HK needs to embrace its role in region


Chief Asia correspondent Greg Torode is one of the most experienced reporters in the region. In his 20 years at the SCMP, Torode has spent 15 years as a correspondent, travelling extensively to report political, strategic and security developments. The way the region is adapting to China’s rise has formed a key part of his work. His exclusive stories and analyses are widely followed by regional and international media.

Chief Executive Leung Chun-ying's decision to wade into the dangerous waters of regional diplomacy over the disputed Diaoyu Islands raises vital questions about the future of Hong Kong's place in the region.

Could it be that Leung is prepared to liberate Hong Kong from the twilight world of its post-handover role in East Asia? If so, it would not be before time.

The Basic Law, of course, is explicit that foreign affairs and defence issues are the realm of Beijing.

But it still gives Hong Kong leeway to manage its own external relations, which means it is able to engage the region on economic, trade, security, tourism and cultural affairs, among others.

It has been clear for some years now that Hong Kong has not taken full advantage of these freedoms.
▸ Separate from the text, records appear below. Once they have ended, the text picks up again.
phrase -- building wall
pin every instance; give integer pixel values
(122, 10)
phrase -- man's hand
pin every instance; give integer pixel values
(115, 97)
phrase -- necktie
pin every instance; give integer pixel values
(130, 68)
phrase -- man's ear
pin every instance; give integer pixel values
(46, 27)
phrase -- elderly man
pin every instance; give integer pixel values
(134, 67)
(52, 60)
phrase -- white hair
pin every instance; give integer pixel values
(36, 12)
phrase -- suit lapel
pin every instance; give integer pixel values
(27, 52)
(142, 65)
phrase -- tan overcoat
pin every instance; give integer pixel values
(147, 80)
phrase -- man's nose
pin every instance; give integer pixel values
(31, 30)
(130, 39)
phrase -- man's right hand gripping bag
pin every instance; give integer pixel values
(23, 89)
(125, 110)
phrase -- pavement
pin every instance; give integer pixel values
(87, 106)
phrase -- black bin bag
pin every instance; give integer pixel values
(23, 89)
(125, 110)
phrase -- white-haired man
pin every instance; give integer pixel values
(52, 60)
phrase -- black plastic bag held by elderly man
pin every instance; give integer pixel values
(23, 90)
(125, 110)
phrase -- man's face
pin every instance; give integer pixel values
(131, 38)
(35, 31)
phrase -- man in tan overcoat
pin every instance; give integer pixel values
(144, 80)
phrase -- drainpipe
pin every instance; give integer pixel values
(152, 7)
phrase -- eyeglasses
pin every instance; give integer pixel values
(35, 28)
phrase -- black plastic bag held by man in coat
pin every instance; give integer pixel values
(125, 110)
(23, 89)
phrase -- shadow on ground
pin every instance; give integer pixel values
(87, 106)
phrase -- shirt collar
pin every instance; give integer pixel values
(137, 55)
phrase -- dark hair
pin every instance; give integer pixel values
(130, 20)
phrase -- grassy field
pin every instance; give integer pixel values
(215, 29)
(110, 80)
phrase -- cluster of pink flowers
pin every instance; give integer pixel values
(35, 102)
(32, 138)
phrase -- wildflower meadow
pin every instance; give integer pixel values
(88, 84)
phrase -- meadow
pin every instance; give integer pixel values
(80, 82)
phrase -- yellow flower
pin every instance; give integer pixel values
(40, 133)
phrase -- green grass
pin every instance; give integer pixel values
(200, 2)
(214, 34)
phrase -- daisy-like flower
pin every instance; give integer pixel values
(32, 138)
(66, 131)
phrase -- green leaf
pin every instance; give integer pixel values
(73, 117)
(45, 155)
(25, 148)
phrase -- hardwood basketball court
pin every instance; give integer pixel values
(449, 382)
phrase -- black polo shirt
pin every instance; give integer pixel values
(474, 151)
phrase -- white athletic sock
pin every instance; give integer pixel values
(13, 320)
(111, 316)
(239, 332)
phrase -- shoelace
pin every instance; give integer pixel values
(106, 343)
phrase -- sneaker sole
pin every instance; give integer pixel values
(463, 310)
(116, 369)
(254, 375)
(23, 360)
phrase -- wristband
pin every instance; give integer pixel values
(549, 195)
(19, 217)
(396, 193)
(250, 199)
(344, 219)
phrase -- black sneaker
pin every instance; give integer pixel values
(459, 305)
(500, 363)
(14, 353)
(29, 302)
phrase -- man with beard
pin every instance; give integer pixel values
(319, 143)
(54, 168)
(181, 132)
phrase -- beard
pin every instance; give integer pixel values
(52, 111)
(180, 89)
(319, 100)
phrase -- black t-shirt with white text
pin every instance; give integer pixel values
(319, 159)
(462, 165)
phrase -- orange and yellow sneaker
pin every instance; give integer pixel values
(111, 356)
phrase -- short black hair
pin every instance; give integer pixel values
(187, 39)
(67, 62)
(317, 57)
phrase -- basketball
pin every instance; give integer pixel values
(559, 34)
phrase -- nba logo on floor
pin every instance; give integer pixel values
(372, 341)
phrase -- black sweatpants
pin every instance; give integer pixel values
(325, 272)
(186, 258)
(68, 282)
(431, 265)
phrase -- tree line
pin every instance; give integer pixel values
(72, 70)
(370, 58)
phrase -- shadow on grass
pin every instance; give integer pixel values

Perhaps our leaders have been wary of fully exploring the range of engagement out of fear of stepping on Beijing's toes. Or it could be that some nations are unsure of how to engage Hong Kong, for the same reason.

Whatever the explanation, Hong Kong now punches beneath its weight, particularly across Southeast Asia. Too often it seems like an afterthought in a region that is rapidly integrating across the commercial, educational and cultural spheres. At best, "Asia's World City" seems like a work in progress, at worst a hollow platitude.

The pace at which the region is changing means that no one is waiting for Hong Kong to catch up.

Singapore, in particular, has been active in luring the brightest students, best workers and the richest families to its shores from within Asean - elites that once would have naturally gravitated to Hong Kong.

Just because Hong Kong naturally must look north, doesn't mean it can't also keep a weather eye on its interests to the south and east as well.